(WBIR - KINGSTON) – The Environment Protection Agency (EPA) and Tennessee Valley Authority (TVA) announced they completed cleaning up the December 2008 coal ash spill at the Kingston Fossil Fuel plant.

Despite that completion, the company hired by TVA to clean up the spill is under federal investigation for a second time.

RELATED: TVA to pay Kingston coal ash spill victims $27.8M

Jacobs Engineering Group, Inc., workers filed three lawsuits against the company in the Sixth Circuit U.S. Court of Appeals because they claim the company lied about the danger of work cleaning up the spill.

FULL CASE: Greg Adkisson et al., v.
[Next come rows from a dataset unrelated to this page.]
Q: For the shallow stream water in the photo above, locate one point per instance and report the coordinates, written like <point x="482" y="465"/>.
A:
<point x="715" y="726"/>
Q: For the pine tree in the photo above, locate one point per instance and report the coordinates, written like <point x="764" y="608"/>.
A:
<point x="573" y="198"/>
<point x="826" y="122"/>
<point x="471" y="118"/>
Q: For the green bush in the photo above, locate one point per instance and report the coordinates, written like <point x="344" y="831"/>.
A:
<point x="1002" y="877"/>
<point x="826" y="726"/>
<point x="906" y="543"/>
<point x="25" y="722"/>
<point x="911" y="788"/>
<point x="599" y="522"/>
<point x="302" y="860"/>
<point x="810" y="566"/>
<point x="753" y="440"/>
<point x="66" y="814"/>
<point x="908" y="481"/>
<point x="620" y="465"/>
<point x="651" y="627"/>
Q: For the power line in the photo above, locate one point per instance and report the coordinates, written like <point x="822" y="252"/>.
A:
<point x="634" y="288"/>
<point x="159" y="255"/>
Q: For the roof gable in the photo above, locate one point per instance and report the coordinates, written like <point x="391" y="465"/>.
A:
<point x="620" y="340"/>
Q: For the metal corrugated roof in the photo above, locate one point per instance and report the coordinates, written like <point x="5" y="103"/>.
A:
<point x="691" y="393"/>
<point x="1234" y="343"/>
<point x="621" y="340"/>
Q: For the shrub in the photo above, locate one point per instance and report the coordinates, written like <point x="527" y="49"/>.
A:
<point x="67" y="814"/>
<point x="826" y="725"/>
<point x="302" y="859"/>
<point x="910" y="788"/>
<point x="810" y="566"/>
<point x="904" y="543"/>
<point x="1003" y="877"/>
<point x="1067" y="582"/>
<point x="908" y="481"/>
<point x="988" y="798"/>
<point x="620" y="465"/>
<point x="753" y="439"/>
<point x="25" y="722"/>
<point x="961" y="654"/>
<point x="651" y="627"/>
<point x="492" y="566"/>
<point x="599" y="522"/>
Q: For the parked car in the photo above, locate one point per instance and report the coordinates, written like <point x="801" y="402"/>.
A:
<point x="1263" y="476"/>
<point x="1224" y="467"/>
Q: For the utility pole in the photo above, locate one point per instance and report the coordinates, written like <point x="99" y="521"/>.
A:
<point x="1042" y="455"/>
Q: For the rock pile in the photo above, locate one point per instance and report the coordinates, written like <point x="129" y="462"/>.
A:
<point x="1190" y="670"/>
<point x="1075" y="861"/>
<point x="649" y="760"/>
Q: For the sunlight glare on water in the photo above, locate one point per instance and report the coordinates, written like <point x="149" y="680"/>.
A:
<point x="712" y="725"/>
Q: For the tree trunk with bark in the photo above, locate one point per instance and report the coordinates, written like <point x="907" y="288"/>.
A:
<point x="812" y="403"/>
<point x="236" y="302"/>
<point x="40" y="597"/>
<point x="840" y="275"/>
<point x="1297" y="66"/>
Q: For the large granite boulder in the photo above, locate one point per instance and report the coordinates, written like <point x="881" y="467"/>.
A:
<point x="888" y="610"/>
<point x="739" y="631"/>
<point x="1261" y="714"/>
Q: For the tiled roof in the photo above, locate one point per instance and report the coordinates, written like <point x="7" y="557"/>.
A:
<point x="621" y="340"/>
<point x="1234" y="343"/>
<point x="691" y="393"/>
Jacobs Engineering Group Inc.

Workers said the company did not warn or protect them from fly ash, which are the toxic, finer particles of coal ash.

This comes after Greg Adkisson, along with 48 other people, filed suit against Jacobs in the United States District Court for the Eastern District of Tennessee in August 2013. The suit also alleged Jacobs improperly protected them from toxic fly ash.

The suit alleged claims of outrageous conduct, battery, negligence, negligence per se, intentional and/or reckless failure to warn, reckless infliction of emotional distress, fraud, misrepresentation and fraudulent concealment, and strict liability for ultrahazardous or abnormally dangerous activity.

The Sixth Circuit U.S. Court of Appeals reversed Chief U.S. District Judge Thomas Varlan's previous decision to toss out three lawsuits involving the Jacobs Engineering Group Inc. workers and spouses without hearing any proof in the case.

PREVIOUS: VA Ash Spill measured in billions five years later

On Dec. 22, 2008, the wall of a huge storage pond broke at the Tennessee Valley Authority's Kingston Fossil Fuel power plant. The collapse of the earthen dike unleashed a tidal wave of more than one billion gallons of wet ash and sludge in Roane County, much of it falling directly into the Emory River and Clinch River.